The two teams have met only 12 times since the first matchup in 1997. Tennessee has won eight of those games, with all four losses in the series at the hands of current Aggies head coach Gary Blair.
The Lady Vols are 1-2 all time in College Station, losing two straight while on the road. The two teams met twice last year, splitting wins in each game. The team that Tennessee will see this year is entirely different, however.
Texas A&M returns just one starter from the 2017-18 squad, but that one starter happens to be one of the best players in the nation. Chennedy Carter, now in her sophomore season, resumed her role as a starting guard for her team.
Last season, she was named the unanimous National Freshman of the Year and made various All-American teams. She averaged 22.7 points per game and set the single game Aggie record in scoring with 46 points against Southern California.
This year, she leads all scorers in the SEC with 22.1 points per game. She has scored above 20 points in nine of the last 11 games.
“She can shoot the long-range three,” Warlick said. “She can get to the basket. She’s really crafty in going side-to-side and going forward. We just can’t foul her, we can’t give her uncontested shots, we can’t put her at the free throw line.”

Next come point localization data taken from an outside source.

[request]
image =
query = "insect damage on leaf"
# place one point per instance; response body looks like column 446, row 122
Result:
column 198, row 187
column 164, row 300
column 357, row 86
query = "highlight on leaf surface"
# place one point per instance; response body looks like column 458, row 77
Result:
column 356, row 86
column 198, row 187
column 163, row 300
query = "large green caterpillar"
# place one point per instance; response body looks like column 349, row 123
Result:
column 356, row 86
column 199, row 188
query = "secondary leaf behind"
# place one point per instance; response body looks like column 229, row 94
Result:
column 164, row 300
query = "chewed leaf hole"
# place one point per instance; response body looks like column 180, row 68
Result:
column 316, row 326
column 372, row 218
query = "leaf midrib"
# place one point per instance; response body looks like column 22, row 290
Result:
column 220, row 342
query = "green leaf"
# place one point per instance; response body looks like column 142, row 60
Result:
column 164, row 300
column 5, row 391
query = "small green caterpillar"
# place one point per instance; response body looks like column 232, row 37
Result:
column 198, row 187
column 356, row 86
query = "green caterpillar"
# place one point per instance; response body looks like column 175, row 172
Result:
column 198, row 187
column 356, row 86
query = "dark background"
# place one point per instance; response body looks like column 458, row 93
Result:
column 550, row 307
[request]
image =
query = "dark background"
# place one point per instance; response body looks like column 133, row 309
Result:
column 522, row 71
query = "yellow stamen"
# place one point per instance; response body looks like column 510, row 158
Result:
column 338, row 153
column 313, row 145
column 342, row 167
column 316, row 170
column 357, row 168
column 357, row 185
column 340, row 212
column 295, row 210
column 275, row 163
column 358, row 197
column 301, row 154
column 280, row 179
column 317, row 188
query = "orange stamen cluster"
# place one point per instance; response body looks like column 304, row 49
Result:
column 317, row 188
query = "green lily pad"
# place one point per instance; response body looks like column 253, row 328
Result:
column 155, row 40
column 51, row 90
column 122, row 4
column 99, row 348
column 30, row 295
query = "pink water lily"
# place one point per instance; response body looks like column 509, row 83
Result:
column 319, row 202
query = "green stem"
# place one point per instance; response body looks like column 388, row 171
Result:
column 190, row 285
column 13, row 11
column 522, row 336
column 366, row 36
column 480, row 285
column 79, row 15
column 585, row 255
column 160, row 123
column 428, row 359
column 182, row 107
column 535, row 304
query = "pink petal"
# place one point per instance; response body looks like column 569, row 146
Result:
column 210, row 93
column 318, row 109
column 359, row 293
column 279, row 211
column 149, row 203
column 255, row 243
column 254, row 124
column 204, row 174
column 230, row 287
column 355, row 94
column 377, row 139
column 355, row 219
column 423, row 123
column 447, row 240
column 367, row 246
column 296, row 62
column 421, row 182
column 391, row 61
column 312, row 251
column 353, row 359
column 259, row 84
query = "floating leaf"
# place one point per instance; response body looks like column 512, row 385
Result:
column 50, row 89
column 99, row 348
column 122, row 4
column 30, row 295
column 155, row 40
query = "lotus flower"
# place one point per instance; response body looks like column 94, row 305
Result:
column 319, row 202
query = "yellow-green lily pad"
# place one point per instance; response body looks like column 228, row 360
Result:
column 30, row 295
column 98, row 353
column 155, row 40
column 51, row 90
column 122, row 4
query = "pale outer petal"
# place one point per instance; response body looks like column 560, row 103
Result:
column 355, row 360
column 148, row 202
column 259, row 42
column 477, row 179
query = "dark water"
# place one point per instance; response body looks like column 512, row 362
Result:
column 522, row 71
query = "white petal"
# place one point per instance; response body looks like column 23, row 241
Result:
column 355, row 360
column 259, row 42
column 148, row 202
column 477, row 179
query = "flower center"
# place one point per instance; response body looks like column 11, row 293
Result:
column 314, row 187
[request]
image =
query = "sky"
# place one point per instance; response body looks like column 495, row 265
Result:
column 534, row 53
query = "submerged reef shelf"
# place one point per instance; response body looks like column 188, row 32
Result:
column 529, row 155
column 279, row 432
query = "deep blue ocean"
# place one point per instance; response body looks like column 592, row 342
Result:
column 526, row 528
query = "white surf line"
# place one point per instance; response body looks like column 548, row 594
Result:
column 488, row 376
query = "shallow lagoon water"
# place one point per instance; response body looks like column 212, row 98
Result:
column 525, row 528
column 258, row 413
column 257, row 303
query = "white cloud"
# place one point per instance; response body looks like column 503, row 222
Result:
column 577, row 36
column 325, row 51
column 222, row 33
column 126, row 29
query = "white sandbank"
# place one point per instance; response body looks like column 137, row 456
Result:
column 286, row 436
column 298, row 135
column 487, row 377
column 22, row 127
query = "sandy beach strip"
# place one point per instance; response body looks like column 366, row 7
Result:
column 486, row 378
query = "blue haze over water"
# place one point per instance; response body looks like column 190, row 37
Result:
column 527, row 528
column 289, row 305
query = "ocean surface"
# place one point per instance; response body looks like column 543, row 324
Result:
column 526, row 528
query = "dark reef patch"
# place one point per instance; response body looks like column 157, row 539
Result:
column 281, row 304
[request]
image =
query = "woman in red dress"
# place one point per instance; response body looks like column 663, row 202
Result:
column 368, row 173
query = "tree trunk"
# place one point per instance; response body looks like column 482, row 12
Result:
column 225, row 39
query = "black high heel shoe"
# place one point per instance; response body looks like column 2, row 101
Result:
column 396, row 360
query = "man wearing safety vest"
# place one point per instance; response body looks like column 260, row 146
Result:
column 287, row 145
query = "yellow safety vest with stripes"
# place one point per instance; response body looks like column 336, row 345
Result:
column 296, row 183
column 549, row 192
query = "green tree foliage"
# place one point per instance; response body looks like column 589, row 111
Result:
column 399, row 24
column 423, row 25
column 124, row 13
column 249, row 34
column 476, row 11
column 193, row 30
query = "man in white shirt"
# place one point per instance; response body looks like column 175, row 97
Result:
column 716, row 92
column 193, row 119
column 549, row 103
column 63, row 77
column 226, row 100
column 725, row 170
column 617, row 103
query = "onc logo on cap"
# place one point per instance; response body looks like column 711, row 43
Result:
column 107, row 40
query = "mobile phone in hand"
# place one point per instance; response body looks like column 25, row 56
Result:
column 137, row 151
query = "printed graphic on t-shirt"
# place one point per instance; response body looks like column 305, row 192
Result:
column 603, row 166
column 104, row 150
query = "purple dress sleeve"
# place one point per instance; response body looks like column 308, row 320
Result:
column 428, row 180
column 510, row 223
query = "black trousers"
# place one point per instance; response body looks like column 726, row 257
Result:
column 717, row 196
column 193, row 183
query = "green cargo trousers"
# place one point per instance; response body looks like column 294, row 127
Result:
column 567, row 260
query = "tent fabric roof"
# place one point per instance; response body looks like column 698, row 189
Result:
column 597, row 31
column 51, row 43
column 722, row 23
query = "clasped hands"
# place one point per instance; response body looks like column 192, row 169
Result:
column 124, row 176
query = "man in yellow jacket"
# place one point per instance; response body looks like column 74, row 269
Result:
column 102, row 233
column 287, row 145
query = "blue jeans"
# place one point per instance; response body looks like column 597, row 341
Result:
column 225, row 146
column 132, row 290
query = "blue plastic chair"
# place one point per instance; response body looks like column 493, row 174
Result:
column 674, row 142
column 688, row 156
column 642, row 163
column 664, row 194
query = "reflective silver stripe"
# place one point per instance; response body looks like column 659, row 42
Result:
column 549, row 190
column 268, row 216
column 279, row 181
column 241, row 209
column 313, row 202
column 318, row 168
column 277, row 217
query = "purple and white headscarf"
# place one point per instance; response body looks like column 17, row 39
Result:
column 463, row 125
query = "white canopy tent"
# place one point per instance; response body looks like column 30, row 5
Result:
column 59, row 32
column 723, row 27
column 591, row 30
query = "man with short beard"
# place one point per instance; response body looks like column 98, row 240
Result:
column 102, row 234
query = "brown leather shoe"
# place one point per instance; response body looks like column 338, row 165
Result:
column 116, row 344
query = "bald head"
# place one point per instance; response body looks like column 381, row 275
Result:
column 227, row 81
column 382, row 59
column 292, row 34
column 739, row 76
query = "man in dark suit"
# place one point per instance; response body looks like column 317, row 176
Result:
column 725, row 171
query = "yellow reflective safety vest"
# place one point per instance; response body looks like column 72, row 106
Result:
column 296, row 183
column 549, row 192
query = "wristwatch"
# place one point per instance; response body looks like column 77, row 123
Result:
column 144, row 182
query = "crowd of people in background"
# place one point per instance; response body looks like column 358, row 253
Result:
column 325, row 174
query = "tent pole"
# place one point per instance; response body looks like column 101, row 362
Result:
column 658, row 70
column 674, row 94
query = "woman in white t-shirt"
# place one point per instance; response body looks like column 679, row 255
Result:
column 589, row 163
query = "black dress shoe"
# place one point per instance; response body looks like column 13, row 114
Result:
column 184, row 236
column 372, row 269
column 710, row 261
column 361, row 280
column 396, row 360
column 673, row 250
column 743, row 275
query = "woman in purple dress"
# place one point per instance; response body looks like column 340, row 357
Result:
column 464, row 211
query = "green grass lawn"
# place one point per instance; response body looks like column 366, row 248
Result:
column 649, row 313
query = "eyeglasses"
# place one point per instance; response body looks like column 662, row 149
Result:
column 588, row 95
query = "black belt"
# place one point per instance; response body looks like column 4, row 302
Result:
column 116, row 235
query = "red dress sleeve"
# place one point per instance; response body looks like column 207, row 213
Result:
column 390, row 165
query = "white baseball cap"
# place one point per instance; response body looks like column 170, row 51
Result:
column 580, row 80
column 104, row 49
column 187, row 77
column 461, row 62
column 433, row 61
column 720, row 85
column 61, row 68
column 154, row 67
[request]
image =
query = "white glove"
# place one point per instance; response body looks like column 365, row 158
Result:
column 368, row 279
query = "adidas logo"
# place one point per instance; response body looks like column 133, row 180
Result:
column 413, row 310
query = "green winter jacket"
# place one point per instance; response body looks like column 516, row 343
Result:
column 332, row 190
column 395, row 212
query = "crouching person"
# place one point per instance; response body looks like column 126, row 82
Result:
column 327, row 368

Though Carter is the primary threat, the Aggies boast a very versatile offensive attack. Three other players average in double-digits in the scoring category. Though they only score around 69 points per game, they hit on around 42 percent of their shots, the sixth best mark in the conference.
Their defense only allows opponents 59 points per game on 36 percent shooting. Texas A&M also forces an average of 14 turnovers per game.
With the schedule winding down, the Lady Vols understand that every win — and loss — matters just a little bit more than normal. Currently in seventh place in the SEC, they’re still not out of contention for a finish in the top four, affording them a bye in the first two rounds of the SEC Tournament.
Tennessee is still fighting for a spot in the NCAA Tournament, as well, listed most recently as one of the “last four teams in” by ESPN’s Charlie Creme.
“We’re just staying together and understanding that we have to win these next few games,” Rennia Davis said after the Auburn win. “But also not putting that pressure on ourselves, just coming out there and being able to play.”
Tip off is slated for 9:02 p.m. on Thursday night, with the game being broadcast on the SEC Network.